The crews’ primary focus during tonight’s shift will be tying up the northeast corner of the fire to avert flames from crossing near the Trout Club and jumping Highway 154 toward Santa Barbara. West Camino Cielo has been providing an excellent natural barrier for the fire; keeping it from sparking over to the opposite side is imperative.
Weather conditions look favorable tonight, with weak sundowner winds clocking at 16 miles per hour, pushing the fire away from Goleta, where firefighters have contained most of the South end of the blaze. Stronger winds of 25 miles per hour are predicted to pick up from 9 p.m. to 2 a.m. Humidity was 38 percent as of 9 p.m.
Identifying natural barriers and constructing dozer trails around the perimeter of the fire lines are two of the firefighters’ basic tasks, along with backfire operations-lighting fire from the dozer lines to burn out the natural fuel ahead of the fire. The firefighters are also protecting houses by any means necessary, from chain-sawing vegetation to getting rid of flammable lawn furniture.
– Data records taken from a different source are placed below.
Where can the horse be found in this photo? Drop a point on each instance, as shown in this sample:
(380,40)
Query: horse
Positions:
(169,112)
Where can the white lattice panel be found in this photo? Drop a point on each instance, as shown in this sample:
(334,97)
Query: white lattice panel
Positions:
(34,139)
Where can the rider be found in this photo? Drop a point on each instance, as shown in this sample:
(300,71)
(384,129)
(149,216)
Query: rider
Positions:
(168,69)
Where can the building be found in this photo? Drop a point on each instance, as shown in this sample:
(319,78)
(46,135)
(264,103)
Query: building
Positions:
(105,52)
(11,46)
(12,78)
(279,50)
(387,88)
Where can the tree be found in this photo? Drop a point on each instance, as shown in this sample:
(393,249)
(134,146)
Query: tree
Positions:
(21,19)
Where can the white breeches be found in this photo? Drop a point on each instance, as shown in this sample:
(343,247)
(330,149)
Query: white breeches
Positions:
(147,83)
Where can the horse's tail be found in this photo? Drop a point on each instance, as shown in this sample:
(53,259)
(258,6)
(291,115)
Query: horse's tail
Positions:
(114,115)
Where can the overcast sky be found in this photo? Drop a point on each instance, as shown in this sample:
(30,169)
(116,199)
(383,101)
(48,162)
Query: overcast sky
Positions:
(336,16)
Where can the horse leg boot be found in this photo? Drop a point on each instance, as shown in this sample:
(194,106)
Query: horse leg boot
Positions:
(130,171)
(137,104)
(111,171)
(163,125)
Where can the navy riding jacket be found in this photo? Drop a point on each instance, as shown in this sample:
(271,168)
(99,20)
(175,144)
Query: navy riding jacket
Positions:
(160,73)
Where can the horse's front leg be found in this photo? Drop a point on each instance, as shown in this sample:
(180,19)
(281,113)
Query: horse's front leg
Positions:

So far only four outdoor structures-such as sheds—have burned.
Governor Schwarzenegger was not the only elected official to appear at the Earl Warren Showgrounds today; Goleta Mayor Michael Bennett showed up to support the crews who were about to head out for the night’s containment work. Information Officer Stanton Florea commented on the governor’s appearance Saturday morning, “It’s good, it helps with morale. People on the ground know that they are supported.” (Although a few of the hardened firemen saw the governor’s appearance merely as a publicity grab, and not very inspiring at all.)
Many of the crews had just left fires in Yosemite to join the fight against the Gap Fire. San Miguel Fire Captain Deron Hunt said that he has not seen his family in over 15 days, and the Gap Fire will add to that furlough from home. But these men appeared to love their job, and their sense of fraternity was palpable as they joked among themselves during their downtime. Their knowledge and ability to handle forest fires far outstrips that of outside help from National Guardsmen or other military—as they explained. Firefighters emphasized that they never underestimate what a fire will or can do, but despite the difficult conditions and long weeks in the field, they seemed capable of more than capable of adjusting to wind changes that might cause this fire to spread unpredictably.